Speech Regression Model #1629

diego-fustes · 2021-01-13T08:51:53Z

Extend the current speech classification models (e.g. Speaker Recognition) to accommodate the prediction of a numeric target (regression).
This can be applied to use cases like Speech Quality Assessment

lgtm-com · 2021-01-13T09:04:57Z

This pull request introduces 1 alert when merging 657e3e5 into bc5f034 - view on LGTM.com

new alerts:

1 for 'import *' may pollute namespace

diego-fustes · 2021-01-13T09:09:52Z

Hi @titu1994, I would like to merge this pull request. Could you review it?

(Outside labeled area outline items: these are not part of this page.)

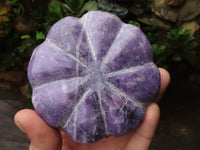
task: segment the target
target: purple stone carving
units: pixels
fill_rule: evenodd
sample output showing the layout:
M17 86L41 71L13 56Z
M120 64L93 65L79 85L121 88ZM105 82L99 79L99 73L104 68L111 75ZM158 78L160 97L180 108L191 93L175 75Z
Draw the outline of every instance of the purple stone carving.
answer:
M143 32L113 14L63 18L28 66L35 110L79 143L126 134L143 120L159 90L152 59Z

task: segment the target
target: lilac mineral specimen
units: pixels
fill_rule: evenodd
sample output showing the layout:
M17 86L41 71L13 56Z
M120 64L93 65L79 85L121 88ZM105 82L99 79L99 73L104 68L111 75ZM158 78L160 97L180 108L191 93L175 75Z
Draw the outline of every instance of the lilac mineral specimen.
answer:
M113 14L63 18L29 63L35 110L79 143L126 134L159 90L152 59L142 31Z

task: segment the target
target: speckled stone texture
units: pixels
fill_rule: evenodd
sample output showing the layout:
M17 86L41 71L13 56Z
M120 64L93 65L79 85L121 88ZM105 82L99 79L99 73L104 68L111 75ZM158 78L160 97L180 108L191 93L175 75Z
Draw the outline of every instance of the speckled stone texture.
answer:
M33 105L49 125L79 143L126 134L159 90L152 59L142 31L113 14L63 18L31 57Z

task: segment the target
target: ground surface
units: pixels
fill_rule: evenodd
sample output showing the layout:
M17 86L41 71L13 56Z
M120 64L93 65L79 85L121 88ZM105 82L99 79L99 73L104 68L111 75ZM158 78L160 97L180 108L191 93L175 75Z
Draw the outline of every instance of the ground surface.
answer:
M14 124L14 114L27 104L16 92L0 91L0 149L28 150L26 135ZM169 88L150 150L198 150L200 147L200 86Z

Thanks in advance

lgtm-com · 2021-01-13T09:52:13Z

This pull request introduces 1 alert when merging b4cbe14 into bc5f034 - view on LGTM.com

new alerts:

1 for 'import *' may pollute namespace

titu1994

Thanks for this great PR! There are a few concerns with the amount of code duplication occuring with the parallel EncDecClassificationModel.

PR #1617 from @fayejf is trying to unify the two already similar models (Classification model and Label model for speaker labels), and I think this regression model should become a third subclass in order to share the vast commonalities between the models.

That PR also greatly refactors the dataset management using helper methods that collapse configs, and unify access, so thats another thing this PR would need to do to stay consistent.

I think this PR should remain in draft status, and rebase on top of #1617 once that is merged, so as to subclass and share as much common code as possible.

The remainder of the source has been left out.